Posted: Mon Nov 27, 2017 8:59 pm
by paulb
crj wrote:
paulb wrote:The chronology might be interesting here. Perhaps people were porting Unix to the ARM a lot earlier than we thought

The first attempt was based around the Mach microkernel, and I just bet it happened around the same time as RISC OS Gold and the Victoria project - their moonshot was a rival for the MicroVAX which could run RISC OS and Unix applications in concert.


I had heard about RISC OS Gold before but not the Victoria project.

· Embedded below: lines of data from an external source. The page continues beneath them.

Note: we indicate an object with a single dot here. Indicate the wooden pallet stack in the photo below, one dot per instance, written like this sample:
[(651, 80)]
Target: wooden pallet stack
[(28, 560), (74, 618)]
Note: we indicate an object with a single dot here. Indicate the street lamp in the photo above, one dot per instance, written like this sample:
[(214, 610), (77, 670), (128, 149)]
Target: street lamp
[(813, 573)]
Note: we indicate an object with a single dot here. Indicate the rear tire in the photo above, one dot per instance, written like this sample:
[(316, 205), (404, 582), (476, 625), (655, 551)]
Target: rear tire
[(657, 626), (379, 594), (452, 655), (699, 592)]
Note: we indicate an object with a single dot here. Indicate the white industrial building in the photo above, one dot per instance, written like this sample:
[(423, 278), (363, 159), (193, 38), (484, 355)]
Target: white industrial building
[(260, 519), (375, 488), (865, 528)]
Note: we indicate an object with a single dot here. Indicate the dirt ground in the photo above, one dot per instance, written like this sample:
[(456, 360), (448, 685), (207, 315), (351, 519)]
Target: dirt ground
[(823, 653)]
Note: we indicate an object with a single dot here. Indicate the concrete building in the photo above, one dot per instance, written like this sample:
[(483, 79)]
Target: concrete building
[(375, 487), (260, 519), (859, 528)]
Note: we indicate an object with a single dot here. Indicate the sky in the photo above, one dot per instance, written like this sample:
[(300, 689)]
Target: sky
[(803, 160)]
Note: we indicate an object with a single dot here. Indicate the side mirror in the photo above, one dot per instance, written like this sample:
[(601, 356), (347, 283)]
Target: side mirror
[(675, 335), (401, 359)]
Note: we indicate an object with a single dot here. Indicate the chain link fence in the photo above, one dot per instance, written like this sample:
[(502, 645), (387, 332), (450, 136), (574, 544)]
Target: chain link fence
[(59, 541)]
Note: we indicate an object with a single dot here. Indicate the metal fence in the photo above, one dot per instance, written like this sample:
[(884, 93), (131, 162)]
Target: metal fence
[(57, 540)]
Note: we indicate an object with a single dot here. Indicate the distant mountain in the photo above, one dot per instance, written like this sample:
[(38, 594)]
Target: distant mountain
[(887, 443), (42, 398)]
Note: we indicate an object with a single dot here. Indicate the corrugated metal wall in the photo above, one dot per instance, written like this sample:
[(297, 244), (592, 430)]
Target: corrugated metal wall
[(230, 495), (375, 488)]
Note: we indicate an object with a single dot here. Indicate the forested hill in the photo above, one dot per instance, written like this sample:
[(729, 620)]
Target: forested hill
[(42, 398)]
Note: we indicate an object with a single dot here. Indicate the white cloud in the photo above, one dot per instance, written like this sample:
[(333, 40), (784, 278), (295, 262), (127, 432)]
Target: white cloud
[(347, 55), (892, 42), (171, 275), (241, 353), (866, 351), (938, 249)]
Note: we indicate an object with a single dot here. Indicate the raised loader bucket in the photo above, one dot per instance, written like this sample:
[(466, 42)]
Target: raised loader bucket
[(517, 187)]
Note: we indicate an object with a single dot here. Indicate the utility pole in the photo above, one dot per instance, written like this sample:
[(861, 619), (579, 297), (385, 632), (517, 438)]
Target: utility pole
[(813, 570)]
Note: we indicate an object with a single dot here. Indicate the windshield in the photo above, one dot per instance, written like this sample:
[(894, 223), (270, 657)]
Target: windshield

Using Mach as the basis of operating systems was quite fashionable at one time, with there being OSF/1 (DEC Tru64), NeXTStep (and subsequently Mac OS X), GNU Hurd, and (I think) also the IBM project known as SawMill that have used it.

Mach was criticised for its context-switching performance, if I recall correctly, and one now sees other microkernel families gaining use at its expense. It does make me wonder how the ARM architecture of the day would have coped, especially given what people have noted about how well it supported ARX, which was supposedly a microkernel-based operating system, too.

crj wrote:I did once find a mysterious hard drive containing a bootable-but-not-really Mach-based RISCiX. It looked like they'd put a lot of effort into it before giving up and porting to bare metal instead. That couldn't have been quick!

(I'm unsure whether that hard drive is now in Bletchley or a cardboard box in the back of one of my cupboards. Probably Bletchley.)


More treasure waiting to be unearthed!

Re: Acorn M4

Posted: Wed Nov 29, 2017 1:21 am
by Boydie
crj wrote:I did once find a mysterious hard drive containing a bootable-but-not-really Mach-based RISCiX. It looked like they'd put a lot of effort into it before giving up and porting to bare metal instead. That couldn't have been quick!

(I'm unsure whether that hard drive is now in Bletchley or a cardboard box in the back of one of my cupboards. Probably Bletchley.)


Probably got more chance if being re-found if it’s in Bletchley. Isn’t the back of your cupboards somewhere to the west of Narnia?

Re: Acorn M4

Posted: Wed Nov 29, 2017 1:52 am
by crj
If the back of my cupboards were a portal to Narnia, they wouldn't be so full!

Re: Acorn M4

Posted: Thu Jan 04, 2018 9:35 pm
by SteveBagley
Just been looking at the photo of the motherboard above and noticed it has a Z8530 SCC chip on it? Is this the only Acorn machine to use the SCC? If so, does anyone know why they would have chosen (and presumably written drivers for) this over the chip used in the Arc?

I wonder if they were considering using it to handle Econet (and/or Localtalk) as well?